Son yıllarda adını yaptığı grevlerle duyuran Unite Sendikası West Midlands bölgesinde çalışan yaklaşık 500 servis şoförüne de kazandırdı. Express Ring andRide şirketine çalışan servis şoförleri, öğrenci, engelli ve yaşlılara kapıdan kapıya ulaşım hizmeti sağlıyor. Servis şoförleri greve çıkmadan elde ettiği kazanımla ücretlerini 1 Ocak’tan geçerli olmak üzere yüzde 12,8 oranında arttırmayı başardı.

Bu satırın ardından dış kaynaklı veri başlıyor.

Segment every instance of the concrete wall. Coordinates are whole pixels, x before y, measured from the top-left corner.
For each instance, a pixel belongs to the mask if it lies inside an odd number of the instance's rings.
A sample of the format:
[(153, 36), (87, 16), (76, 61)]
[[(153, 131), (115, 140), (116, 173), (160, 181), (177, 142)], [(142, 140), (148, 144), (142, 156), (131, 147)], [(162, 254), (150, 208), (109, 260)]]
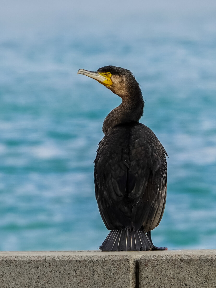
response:
[(0, 269), (1, 288), (215, 288), (216, 250), (1, 252)]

Sendikalaşan komedyenlerin yüzü güldü

İskoçya ve Newcastle’da Unite sendikasına üye olan komedyenler greve çıkmadan ücretlerini yüze 19 arttırmayı başardı. Dünyanın en ünlü eğlence kulüplerinin başında gelen Stand Comedy Clup, Birleşik Krallık’ta eğlence sektörünün en yaygın olduğu şehirlerin başında gelen Edinburgh, Glasgow ve Newcastle’da faaliyet yürütüyor. Stand Comedy Clup’de sahne alan 100’den fazla komedyen sendikalarının imzaladığı toplu sözleşme ile ücretlerini arttırmış oldu. Unite ile 2019 yılında yapılan anlaşma uyarınca yaşına bakılmaksızın tüm çalışanlara en az Yaşam Ücreti Vakfı tarafından belirlenen yaşam ücreti ödenmekte. Anlaşma ile aynı zamanda dinleme araları da çalışma saatlerine dahil edilirken, sıfır saat kontratlar da iptal edildi. Ayrıca, gece yarısından biten gösteriler sonrasında ulaşım ücreti ödeneği ve tüm bahşişlerin komedyenlere ödenmesi de garantiye alındı.

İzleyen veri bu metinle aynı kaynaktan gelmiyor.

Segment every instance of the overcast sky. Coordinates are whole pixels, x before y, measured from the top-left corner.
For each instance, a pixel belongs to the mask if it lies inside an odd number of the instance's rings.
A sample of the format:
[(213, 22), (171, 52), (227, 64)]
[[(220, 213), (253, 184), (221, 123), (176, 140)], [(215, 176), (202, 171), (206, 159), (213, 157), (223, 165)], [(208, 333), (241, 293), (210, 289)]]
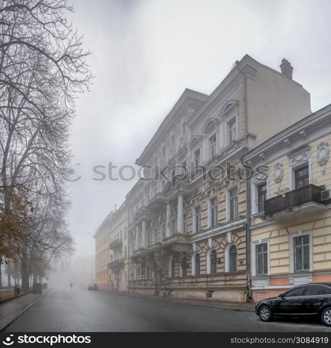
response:
[[(210, 94), (248, 54), (331, 103), (330, 0), (69, 0), (96, 77), (72, 127), (75, 175), (70, 228), (77, 253), (134, 182), (93, 180), (94, 166), (133, 165), (185, 88)], [(80, 164), (76, 166), (75, 164)], [(76, 176), (75, 176), (76, 177)], [(90, 235), (78, 235), (90, 233)]]

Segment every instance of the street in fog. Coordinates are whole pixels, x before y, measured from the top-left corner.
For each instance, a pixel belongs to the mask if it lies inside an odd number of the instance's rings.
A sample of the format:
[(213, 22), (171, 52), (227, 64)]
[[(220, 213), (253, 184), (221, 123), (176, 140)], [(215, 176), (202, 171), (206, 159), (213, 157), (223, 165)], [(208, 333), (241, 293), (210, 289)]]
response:
[(202, 307), (126, 294), (54, 288), (7, 332), (330, 331), (317, 322), (263, 323), (253, 312)]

Müze çalışanları grevle kazandıkları haklarını alabilmek için grevde

Liverpool Ulusal Müzesi tam bir ‘‘müzelik’’ greve ev sahipliği yapıyor. Müze çalışanları grevle kazandıkları haklarını alabilmek için yine grev yapmak zorunda bırakıldı.

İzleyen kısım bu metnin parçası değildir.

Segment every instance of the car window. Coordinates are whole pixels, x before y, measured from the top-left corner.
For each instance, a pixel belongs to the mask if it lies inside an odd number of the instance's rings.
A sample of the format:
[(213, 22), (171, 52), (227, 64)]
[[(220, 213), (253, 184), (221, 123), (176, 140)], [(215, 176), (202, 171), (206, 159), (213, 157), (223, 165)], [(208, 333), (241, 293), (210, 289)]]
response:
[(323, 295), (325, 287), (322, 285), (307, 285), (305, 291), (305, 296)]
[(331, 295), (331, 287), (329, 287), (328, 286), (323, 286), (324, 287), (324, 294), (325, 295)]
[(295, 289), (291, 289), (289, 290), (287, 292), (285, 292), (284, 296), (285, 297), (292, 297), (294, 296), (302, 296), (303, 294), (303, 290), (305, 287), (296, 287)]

PCS Sendikasına üye 230 müze çalışanı hayat pahalılığından kaynaklı yaşadıkları ücret kayıplarının telafisi için geçen yılın Ocak, Şubat ve Mart aylarında üç gün greve çıktı. Gerçekleştirilen grevlerin ardından hükümet müze çalışanlarına bir seferliğe mahsus olmak üzere bin 500 sterlin ödeme yapmayı kabul etti. Hükümetin geçen yılın Haziran’ın da taahhüt ettiği ödeneği hala ödememiş olmasından dolayı müze çalışanları bir kez daha greve çıkma kararı aldı. 17 Şubat’ta başlayan grev sekiz hafta devam ettirilecek. Grev nedeniyle, Liverpool Ulusal Müzesi’nin yedi müze ve galerisinden biri hariç hepsi kapandı. 14 Nisan’a kadar devam edecek olan grev nedeniyle halk ve turistler, müzeyi değil grev hatlarını ziyaret ediyor.

Asda’da sular durulmuyor

Dört şubesinde grevler ve grev oylaması yapılan Asda’da sular durulmuyor. Asda’nın grev oylamasına katılan beşinci şubesi Suffolk oldu. Asda’nın Suffolk şubesinde çalışan 200 GMB üyesi, çalışma saatlerinin düşürülmesi, kalitesiz eğitim, yöneticilerin zorbalığı, sağlık ve güvenlik kaygılarından dolayı grev kararı aldı. Asda çalışanlarının grev kararı almasında eşit ücret taleplerinin hala karşılık bulmaması ve sendikalarının toplu sözleşme için muhatap alınmamasının da payı var. Asda’nın Gosport, Wisbech, Brighton, Hollingbury ve Marina şubelerinde çalışanlar; grev kararlarını ücret hataları, sağlık ve güvenlik endişeleri ile yöneticilerin çalışanlarına yönelik baskı ve zorbalıklar nedenleri ile almıştı.